More aid sought for needy schools
Local legislators say formula unfair
ALBANY Capital Region state legislators want to inject $350 million into the proposed state budget to help needy school districts.
The push is an effort to help offset about $2 billion in state aid that is being withheld from school districts as part of a Gap Elimination Adjustment, a tool created four years ago to reduce the budget deficit by withholding a percentage of a district’s state aid. Legislators, educators and school officials assembled at the Legislative Office Building on Wednesday to argue that the GEA unfairly hurts high-need school districts because such a large portion of their funding is derived from state aid.
“[The GEA] was supposed to be a one-time cut in education funding,” said state Sen. Cecilia Tkaczyk, D-Duanesburg. “Unfortunately, these cuts have continued.”
She and a group of other legislators are calling on Gov. Andrew Cuomo and legislative leaders to add $350 million into school aid and move more than $250 million in the budget to help needy schools. Stressing the need for a change, the legislators cited a recent statewide survey that showed 87 percent of districts have cut teachers, a quarter have cut back honors classes and remedial programs are being eliminated.

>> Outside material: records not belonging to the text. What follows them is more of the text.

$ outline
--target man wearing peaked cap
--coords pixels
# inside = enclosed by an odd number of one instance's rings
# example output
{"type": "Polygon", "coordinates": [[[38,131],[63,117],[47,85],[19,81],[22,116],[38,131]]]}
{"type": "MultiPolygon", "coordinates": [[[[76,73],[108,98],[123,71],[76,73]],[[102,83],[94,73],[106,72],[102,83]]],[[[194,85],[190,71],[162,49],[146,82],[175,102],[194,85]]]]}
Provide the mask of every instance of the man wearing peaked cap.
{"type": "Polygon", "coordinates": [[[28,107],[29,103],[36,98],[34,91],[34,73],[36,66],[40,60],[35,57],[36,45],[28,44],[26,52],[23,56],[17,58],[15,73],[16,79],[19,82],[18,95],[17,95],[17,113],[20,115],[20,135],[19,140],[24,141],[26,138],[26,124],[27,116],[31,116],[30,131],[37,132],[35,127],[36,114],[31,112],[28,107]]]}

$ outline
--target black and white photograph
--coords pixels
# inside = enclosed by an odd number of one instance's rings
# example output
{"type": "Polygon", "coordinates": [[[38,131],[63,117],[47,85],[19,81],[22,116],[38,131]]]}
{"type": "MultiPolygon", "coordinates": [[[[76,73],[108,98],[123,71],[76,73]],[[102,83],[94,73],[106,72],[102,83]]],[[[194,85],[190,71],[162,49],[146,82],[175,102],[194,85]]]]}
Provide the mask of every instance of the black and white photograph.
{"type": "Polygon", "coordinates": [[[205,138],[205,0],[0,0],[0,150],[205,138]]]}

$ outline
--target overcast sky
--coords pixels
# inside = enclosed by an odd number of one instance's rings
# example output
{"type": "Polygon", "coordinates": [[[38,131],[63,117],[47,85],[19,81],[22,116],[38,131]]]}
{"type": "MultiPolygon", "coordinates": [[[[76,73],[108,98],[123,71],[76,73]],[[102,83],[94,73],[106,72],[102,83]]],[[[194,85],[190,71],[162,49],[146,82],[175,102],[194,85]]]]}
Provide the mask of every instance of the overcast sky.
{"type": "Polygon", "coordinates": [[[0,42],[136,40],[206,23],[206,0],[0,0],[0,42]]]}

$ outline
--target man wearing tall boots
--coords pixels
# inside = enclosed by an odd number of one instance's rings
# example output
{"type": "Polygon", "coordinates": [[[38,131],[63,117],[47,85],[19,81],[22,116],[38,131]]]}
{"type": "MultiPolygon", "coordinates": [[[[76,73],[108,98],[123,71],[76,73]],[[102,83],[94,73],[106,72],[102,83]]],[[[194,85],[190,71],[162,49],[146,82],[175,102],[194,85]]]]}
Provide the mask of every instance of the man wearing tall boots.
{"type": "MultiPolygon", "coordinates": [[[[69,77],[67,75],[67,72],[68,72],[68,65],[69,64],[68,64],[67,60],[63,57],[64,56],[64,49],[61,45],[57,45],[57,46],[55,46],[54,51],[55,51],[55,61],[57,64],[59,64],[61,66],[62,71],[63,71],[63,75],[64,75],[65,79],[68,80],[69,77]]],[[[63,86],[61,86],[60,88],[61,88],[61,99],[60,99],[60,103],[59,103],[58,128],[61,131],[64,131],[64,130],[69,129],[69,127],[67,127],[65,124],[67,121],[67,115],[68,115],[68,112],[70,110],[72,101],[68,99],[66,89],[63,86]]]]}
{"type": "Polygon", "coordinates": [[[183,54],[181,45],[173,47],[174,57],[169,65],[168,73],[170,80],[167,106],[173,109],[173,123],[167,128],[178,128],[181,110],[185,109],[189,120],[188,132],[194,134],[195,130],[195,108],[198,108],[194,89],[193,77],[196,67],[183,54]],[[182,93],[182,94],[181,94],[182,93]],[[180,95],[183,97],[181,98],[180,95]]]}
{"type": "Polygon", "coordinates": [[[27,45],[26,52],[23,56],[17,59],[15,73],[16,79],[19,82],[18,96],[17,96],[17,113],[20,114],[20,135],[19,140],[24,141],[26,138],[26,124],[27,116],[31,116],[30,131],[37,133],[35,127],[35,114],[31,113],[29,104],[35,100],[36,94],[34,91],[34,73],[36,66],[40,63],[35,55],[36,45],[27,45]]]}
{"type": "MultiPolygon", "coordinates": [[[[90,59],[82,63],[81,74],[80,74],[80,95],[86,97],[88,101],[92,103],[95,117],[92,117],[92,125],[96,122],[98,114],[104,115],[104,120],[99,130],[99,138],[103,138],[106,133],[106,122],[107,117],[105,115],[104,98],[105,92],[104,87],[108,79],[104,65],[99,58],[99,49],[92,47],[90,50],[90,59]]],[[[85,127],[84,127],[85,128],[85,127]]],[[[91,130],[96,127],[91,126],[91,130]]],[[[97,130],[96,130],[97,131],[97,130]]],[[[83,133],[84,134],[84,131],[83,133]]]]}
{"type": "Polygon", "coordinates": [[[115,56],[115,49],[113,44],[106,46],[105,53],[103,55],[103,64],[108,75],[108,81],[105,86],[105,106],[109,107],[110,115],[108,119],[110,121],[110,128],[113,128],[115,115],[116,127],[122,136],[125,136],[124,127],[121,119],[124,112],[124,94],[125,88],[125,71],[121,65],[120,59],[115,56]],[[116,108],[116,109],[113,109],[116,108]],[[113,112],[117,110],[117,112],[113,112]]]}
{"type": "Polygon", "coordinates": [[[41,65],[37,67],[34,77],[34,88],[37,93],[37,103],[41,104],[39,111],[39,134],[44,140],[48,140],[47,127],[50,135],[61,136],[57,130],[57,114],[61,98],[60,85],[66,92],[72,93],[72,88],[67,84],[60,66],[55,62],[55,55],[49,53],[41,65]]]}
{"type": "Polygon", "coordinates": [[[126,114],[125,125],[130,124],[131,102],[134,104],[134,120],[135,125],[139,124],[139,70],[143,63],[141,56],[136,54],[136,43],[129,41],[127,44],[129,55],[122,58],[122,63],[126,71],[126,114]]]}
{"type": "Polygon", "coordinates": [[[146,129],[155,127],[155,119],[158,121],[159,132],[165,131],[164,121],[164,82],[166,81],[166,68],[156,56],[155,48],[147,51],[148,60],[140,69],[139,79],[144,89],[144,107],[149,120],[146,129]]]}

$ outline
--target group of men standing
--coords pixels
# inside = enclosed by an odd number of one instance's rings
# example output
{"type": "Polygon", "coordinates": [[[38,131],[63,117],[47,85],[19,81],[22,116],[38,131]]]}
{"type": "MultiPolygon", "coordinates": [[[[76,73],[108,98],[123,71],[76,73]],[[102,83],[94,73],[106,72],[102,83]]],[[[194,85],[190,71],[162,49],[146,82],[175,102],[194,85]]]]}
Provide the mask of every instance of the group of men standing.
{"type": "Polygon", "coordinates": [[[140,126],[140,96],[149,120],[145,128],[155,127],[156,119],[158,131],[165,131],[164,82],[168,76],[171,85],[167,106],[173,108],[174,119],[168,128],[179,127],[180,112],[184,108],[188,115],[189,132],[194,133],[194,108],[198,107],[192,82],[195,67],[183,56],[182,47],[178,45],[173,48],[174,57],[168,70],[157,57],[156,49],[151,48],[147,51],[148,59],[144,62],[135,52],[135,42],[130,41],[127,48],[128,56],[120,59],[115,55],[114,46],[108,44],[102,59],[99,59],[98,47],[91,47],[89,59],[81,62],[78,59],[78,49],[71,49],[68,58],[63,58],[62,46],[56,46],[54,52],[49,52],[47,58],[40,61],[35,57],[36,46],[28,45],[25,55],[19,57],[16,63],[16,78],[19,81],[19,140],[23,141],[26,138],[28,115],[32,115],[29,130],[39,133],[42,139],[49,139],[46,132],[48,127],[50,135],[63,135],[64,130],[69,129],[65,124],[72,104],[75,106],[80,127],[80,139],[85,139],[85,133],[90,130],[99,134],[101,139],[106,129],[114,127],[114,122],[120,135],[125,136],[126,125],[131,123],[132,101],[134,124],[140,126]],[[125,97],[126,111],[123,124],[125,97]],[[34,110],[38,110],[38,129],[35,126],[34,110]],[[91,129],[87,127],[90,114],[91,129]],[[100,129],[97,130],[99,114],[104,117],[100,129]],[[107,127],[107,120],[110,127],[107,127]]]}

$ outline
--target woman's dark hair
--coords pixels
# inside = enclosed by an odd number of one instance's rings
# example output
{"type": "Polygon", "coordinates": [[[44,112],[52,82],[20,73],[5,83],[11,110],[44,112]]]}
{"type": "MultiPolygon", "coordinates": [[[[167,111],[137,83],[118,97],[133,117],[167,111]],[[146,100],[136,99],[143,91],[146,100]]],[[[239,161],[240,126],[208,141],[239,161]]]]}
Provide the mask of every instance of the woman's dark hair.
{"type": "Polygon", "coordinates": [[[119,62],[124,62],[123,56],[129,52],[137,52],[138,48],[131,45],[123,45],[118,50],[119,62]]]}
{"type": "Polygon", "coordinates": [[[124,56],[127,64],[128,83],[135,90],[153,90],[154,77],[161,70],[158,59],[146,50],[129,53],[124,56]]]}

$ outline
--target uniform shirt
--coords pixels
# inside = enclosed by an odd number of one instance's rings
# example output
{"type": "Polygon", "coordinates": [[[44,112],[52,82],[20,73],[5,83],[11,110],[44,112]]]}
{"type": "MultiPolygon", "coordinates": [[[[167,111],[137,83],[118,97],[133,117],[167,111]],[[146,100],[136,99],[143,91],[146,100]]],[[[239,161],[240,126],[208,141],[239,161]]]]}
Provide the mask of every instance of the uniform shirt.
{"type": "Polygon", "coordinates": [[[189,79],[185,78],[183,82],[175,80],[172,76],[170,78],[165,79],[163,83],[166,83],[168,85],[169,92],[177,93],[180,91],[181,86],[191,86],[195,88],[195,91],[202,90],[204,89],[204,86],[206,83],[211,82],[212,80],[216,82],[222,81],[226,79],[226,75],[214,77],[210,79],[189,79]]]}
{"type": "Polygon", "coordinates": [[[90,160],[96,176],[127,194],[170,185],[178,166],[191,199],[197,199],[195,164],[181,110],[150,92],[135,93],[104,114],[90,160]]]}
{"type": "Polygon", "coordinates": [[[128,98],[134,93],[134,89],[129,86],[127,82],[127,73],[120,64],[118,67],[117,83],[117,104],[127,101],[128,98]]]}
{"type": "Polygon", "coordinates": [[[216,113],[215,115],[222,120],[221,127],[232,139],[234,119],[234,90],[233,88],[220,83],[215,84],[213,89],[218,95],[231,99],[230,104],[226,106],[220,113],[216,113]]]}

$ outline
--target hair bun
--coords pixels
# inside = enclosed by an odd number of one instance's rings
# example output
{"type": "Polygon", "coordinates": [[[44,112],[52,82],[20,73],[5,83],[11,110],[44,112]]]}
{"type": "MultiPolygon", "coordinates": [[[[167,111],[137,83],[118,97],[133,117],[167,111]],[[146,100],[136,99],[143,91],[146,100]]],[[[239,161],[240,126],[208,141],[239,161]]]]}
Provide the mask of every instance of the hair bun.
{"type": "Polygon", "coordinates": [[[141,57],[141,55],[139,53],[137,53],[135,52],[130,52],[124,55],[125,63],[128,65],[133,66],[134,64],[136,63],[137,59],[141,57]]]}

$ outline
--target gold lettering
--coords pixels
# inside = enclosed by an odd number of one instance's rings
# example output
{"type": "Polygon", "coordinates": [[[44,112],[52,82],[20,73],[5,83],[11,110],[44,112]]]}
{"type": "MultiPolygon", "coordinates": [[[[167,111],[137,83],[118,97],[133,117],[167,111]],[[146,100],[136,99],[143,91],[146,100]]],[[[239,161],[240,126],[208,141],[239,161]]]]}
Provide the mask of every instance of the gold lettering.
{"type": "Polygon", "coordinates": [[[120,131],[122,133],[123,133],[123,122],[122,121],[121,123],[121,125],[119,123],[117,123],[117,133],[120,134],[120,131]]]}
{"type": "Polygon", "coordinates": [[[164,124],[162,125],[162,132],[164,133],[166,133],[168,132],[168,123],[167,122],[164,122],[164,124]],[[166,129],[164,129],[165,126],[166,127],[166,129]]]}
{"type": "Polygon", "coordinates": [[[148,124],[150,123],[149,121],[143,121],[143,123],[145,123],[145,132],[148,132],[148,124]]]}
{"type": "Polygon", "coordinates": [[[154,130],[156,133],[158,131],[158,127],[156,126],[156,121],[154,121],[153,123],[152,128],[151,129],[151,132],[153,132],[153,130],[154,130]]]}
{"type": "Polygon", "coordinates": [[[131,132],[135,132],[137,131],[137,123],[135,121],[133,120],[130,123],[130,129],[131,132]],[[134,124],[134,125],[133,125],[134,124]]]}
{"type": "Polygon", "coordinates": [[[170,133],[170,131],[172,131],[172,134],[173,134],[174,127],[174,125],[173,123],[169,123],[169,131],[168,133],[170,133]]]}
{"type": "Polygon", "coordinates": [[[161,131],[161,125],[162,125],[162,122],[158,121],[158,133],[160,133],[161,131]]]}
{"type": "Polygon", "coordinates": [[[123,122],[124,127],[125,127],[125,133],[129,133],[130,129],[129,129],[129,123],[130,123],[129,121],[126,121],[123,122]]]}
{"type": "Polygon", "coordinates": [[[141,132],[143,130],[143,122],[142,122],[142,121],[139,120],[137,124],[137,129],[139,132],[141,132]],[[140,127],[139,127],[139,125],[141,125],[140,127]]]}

“Schools are running out of money,” Tkaczyk said.
Speaking in support of the proposal was Fort Plain resident Sara Niccoli, parent of a Harry Hoag Elementary School fourth-grader. She said her daughter’s school has stretched its teaching staff thin, has few enrichment activities and doesn’t have enough resources.
“School has really become a lesson in getting through six hours and 38 minutes of the day,” Niccoli said.
Also speaking out was Fonda-Fultonville Central School District board President Linda Wszolek, who said the district’s staff has been cut 17 percent in the last three years and they were also forced to do mid-year budget cuts recently. The result, she said, is a “skeleton staff.”
“We are at the point where we are adversely affecting our children on a daily basis,” Wszolek said.
The proposal to increase aid to needy districts includes redirecting efficiency grants, leftover bullet aid and additional education dollars, changing the formulas for determining the GEA and state aid, and adding $350 million in new money for education aid.
As to where an increase in education aid would come from, Tkaczyk suggested that one source of revenue would be closing tax loopholes. She called on businesses that operate in the state but aren’t headquartered here to pay taxes here.
“We’re open to suggestions,” she added.
Assemblyman Phil Steck, D-Colonie, endorsed moving away from competitive grants and using that money as state aid.
“I’m against this grant process,” he said, describing it as a waste of time. “It becomes a contest of who can write the best grants.”
Steck lamented the fact that less than half of last year’s funding for competitive grants was distributed. He said it would be a mistake to repeat that this year, with $50 million targeted for competitive grants in the proposed budget.
Schoharie Central School District Superintendent Brian Sherman added that the competitive grant process is actually harmful for small districts, because they don’t have the staff to apply for these grants.
“We don’t have the resources to compete,” he said.
Sherman also supported ending the process of allocating bullet aid, money distributed after the budget process. Even though Schoharie has benefited from this funding in the past, he said allocating it as a normal portion of the state budget would be more beneficial, as it would allow districts to budget properly.
Steck noted that it was important to deal with more than just the inequities of the GEA, highlighting the different needs of the Schenectady City School District and the Niskayuna Central School District. He said Schenectady was hurt more by the state education aid formula than the GEA, while Niskayuna suffered more from the GEA than the education aid formula.
Tkaczyk described their proposals as a short-term solution for this year, with the state needing to develop long-term plans that will change how education is funded.
“The bottom line is we need more money to help us fund our education program so we can adequately provide the funding for our teachers, our schools, and so our kids can get the education programming they need,” she said.